Ce que la recherche ouvre pour Alzheimer et Parkinson, sans extrapoler
Depuis une quinzaine d’années, le vocabulaire prion-like s’est imposé pour décrire certains phénomènes observés dans d’autres maladies neurodégénératives, comme Alzheimer et Parkinson. Dans ces pathologies, des protéines comme tau, bêta-amyloïde ou alpha-synucléine peuvent s’agréger et se propager de proche en proche dans le cerveau, selon des schémas qui rappellent une diffusion de mauvais repliement. La comparaison a nourri des hypothèses sur la progression anatomique des symptômes et sur des cibles thérapeutiques.
Le résultat mis en avant par l’Université de l’Alberta invite à la prudence dans les analogies. Si des dommages de type prion peuvent survenir sans infectiosité détectable, il devient encore plus important de ne pas confondre propagation dans un tissu et transmissibilité entre individus. Dans Alzheimer et Parkinson, les données disponibles ne soutiennent pas l’idée d’une transmissibilité comparable à l’ESB dans les conditions de vie courantes, même si des questions spécifiques existent pour certains gestes médicaux très particuliers, historiquement discutés dans la littérature.
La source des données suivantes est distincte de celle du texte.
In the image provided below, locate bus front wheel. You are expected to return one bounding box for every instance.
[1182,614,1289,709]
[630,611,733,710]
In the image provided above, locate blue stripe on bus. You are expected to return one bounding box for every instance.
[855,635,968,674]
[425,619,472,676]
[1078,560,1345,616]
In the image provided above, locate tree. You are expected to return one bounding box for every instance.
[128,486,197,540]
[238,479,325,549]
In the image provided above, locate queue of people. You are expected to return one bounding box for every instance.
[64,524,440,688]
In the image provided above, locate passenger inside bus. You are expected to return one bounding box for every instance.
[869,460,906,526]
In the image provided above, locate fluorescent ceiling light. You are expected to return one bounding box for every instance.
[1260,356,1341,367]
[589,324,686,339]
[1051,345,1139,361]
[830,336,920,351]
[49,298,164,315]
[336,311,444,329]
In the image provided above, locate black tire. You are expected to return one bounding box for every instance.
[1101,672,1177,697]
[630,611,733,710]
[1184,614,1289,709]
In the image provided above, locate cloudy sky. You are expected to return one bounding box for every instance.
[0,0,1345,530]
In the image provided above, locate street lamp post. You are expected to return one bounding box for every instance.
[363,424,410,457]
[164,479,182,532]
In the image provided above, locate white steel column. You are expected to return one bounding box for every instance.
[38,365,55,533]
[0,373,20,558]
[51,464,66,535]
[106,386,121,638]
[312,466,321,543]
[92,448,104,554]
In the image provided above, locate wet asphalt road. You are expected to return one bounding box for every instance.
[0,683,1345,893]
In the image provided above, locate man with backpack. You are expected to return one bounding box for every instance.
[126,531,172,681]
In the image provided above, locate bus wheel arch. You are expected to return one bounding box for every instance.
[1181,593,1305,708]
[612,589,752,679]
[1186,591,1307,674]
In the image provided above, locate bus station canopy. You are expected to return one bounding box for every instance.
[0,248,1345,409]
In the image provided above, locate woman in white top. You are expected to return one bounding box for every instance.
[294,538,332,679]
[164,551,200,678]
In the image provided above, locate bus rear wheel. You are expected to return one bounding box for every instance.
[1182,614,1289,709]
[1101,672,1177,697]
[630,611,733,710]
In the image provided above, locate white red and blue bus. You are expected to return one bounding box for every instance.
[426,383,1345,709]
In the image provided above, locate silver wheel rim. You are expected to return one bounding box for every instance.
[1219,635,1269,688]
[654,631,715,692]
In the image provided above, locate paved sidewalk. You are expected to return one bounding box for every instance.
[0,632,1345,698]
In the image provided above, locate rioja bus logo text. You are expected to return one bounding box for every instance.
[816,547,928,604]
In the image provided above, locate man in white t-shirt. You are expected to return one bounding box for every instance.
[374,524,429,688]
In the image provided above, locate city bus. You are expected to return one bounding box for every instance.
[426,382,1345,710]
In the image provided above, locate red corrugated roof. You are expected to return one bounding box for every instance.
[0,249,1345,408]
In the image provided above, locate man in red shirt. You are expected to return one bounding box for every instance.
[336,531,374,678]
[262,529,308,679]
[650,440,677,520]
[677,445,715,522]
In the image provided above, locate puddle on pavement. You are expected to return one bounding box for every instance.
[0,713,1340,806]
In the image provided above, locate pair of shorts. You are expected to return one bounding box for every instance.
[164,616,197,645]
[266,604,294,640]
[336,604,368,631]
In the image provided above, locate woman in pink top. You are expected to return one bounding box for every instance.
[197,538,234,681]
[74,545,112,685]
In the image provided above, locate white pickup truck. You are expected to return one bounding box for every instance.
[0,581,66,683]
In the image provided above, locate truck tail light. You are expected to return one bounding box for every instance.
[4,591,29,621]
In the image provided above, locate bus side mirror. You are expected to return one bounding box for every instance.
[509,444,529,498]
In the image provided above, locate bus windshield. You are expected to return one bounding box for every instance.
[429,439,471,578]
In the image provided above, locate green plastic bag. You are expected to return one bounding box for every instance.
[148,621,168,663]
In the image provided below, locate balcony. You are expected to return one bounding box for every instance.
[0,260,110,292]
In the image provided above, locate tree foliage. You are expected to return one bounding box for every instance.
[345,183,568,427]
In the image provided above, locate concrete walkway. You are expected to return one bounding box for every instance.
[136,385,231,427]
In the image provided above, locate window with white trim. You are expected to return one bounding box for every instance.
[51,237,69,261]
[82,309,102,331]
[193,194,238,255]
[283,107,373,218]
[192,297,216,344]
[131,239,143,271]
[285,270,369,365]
Sur le plan scientifique, la séparation entre agrégation toxique et infectiosité peut aider à structurer les recherches. Une protéine peut être capable de se propager entre cellules, de déclencher une réponse inflammatoire, ou de perturber la synapse, sans pour autant constituer un agent infectieux au sens strict. La nouvelle étude renforce l’intérêt de mesures expérimentales qui évaluent distinctement la capacité de conversion, la toxicité, la diffusion et la transmission.
Pour la mise au point de traitements, cette nuance peut compter. Les stratégies thérapeutiques se répartissent entre l’empêchement de la formation d’agrégats, la facilitation de leur élimination, l’inhibition de la propagation entre cellules et la protection des neurones. Comprendre si un état pathologique peut émerger sans prion infectieux met l’accent sur des mécanismes endogènes, comme la qualité du repliement des protéines, le stress cellulaire, les systèmes de dégradation et la vulnérabilité de certains circuits neuronaux.
Le débat qui s’ouvre est méthodologique autant que conceptuel. Il porte sur ce que l’on mesure, ce que l’on appelle prion, et la part de la maladie qui relève d’un agent transmissible versus un processus interne. Dans les mois à venir, la réception de ces résultats dépendra des tentatives de reproduction, des détails techniques et de la capacité des auteurs et de leurs contradicteurs à converger sur des critères communs.